Wien. Es war ein Aluminiumbesenstiel, der 2011 das Land entsetzte. Mit diesem wurde der dreijährige Cain von seinem Stiefvater tagelang brutal misshandelt – bis der Bub schließlich qualvoll starb. Der Gerichtsmediziner gab bei der Verhandlung in Feldkirch (Vorarlberg) zu Protokoll, dass beide „Oberschenkel und Gesäßhälften eine einzige Trümmerzone“ gewesen seien. Der damals 27-Jährige wurde zu lebenslanger Haft verurteilt.

Cains Tod war die Folge von häuslicher Gewalt – weltweit gesehen die häufigste Todesursache für Frauen und Kinder noch vor Krebs und Verkehrsunfällen. Auch in Österreich findet ein Fünftel aller Gewalttaten in den eigenen vier Wänden statt. 2015 wurden 8261 Betretungsverbote und 2391 einstweilige Verfügungen ausgesprochen – Tendenz steigend.

Täterberatung

Das Land Vorarlberg zog aus dem Fall Cain Konsequenzen und initiierte gemeinsam mit der Klartext-IfS-Gewaltberatung ein Pilotprojekt, das sich der Täterberatung widmet. Die Ziele: Prävention und Deeskalation. Die Idee: Nach Wegweisungen wird der Beschuldigte gefragt, ob seine Telefonnummer an die Beratungsstelle weitergegeben werden darf. Falls er zustimmt, wird ihm innerhalb von 72 Stunden psychologische Hilfe angeboten. Während Opfern nach Gewalttaten Anlaufstellen wie Frauenhäuser, Hotlines oder Beratungsstellen zur Verfügung stehen, gibt es diese für Täter kaum.

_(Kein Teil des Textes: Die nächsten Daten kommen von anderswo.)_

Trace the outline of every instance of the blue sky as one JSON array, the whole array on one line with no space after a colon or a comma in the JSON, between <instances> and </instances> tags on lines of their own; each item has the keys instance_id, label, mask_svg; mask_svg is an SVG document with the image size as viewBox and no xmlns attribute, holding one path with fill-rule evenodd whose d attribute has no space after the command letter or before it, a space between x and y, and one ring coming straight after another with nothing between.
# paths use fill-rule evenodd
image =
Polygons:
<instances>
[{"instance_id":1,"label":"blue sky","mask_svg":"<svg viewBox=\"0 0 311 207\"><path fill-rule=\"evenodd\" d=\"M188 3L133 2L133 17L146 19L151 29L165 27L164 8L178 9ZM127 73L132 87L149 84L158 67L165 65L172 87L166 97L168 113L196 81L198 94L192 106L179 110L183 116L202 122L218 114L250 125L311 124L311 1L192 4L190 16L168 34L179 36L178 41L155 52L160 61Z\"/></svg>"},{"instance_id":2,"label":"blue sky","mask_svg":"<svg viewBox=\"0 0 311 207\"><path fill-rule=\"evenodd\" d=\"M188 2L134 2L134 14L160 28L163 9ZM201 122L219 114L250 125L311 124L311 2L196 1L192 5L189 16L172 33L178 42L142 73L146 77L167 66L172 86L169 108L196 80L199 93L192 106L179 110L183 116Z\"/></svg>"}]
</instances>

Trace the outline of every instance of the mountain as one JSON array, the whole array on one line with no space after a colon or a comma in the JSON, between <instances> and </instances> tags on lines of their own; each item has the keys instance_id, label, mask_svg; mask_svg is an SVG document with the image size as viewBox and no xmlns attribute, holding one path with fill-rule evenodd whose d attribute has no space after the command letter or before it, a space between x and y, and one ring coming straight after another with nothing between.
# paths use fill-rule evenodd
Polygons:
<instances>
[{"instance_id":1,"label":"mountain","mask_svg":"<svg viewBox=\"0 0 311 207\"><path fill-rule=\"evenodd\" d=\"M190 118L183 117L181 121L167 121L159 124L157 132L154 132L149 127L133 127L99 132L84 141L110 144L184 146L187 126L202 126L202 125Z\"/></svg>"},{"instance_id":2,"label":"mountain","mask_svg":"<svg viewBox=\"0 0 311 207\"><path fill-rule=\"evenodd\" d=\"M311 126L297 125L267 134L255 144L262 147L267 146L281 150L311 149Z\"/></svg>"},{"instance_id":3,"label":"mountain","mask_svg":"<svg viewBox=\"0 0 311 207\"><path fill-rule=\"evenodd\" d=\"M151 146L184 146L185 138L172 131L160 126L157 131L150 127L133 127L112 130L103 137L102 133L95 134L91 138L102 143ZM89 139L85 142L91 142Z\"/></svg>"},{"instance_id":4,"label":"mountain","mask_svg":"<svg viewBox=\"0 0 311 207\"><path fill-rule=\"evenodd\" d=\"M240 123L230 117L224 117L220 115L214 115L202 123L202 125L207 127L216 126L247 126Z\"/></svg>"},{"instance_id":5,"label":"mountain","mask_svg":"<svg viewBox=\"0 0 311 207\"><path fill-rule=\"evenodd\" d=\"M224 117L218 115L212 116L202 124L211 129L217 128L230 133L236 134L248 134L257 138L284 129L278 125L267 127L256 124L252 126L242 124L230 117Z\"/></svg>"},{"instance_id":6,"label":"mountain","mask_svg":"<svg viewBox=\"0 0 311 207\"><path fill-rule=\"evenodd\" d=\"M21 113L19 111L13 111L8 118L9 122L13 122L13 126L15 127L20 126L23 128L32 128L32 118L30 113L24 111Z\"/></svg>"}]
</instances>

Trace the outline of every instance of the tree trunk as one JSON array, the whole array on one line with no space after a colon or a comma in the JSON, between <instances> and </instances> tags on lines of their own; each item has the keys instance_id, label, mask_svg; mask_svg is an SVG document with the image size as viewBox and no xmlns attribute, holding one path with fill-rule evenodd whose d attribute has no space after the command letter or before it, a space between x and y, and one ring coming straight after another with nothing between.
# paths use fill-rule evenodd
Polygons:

Gerade nach Wegweisungen befinden sich diese aber in einer Krisensituation, wissen oft nicht, wohin sie gehen sollen, sind verzweifelt – und neigen dazu, sich als missverstandene Opfer zu sehen. Das kann in extremen Fällen zu weiteren Taten führen. So war etwa auch der Amokfahrer in Graz, der im Juli 2015 drei Menschen tötete und Dutzende verletzte, mehrmals von seiner Familie weggewiesen worden – dennoch hatte man ihn nicht weiter beobachtet. Das Land Steiermark nahm sich damals vor, Strategien zu entwickeln, wie Weggewiesene künftig besser an Betreuungseinrichtungen vermittelt werden können.

In Vorarlberg funktioniert das schon gut: Rund ein Drittel der Weggewiesenen begibt sich freiwillig in Therapie. „Wenn sich Täter nicht mit ihrem Verhalten auseinandersetzen, dann bleiben sie gefährlich – ein Großteil wird rückfällig“, sagt Arno Dalpra, Leiter der IFS-Gewaltberatung.

Ob die Rückfallsquote nach einer Beratung niedriger ist, könne nur schwer überprüft werden. „Bei denen, die lang bei uns sind, wissen wir aber schon, dass es immer wieder Krisen gibt – aber viele melden sich bei unserer Hotline, bevor sie wieder Gewalt anwenden. Man sucht dann andere Lösungen für den Konflikt.“ Manche Klienten kommen nur zu einigen Sitzungen, andere sind bis zu zwei Jahre in Betreuung. Rund 95 Prozent der Klienten sind Männer – aber auch 15 Prozent Frauen, die ihren Partnern und Kindern gegenüber gewalttätig werden. Österreichweit gesehen, waren es 2015 rund 85 Prozent Frauen, die in Opferschutzeinrichtungen beraten wurden. 92,4 Prozent der Gefährder waren männlich.

Gesetzesänderung gefordert

Der grüne Justizsprecher, Albert Steinhauser, will, dass das Vorarlberger Pilotprojekt auf ganz Österreich ausgeweitet wird, und stellt nun einen dementsprechenden Antrag. Damit das umgesetzt werden kann, ist neben Geld auch eine Gesetzesänderung nötig: Derzeit werden Opfer nach polizeilicher Intervention verpflichtend von Beratungseinrichtungen kontaktiert – Täter nicht. Der Grund: Daten dürfen wegen der Unschuldsvermutung nicht weitergegeben werden.

„Eine Tat ist in Österreich erst eine, wenn es eine Verurteilung gibt – aber die Handlung ist schon viel früher passiert, und je eher sich ein Täter damit auseinandersetzt, desto besser“, sagt Steinhauser. Was den Opferschutz betreffe, sei Österreich gut aufgestellt, bei den Tätern gebe es Nachholbedarf – immerhin habe man bereits 1997 das erste Mal eine derartige Gesetzesänderung angedacht.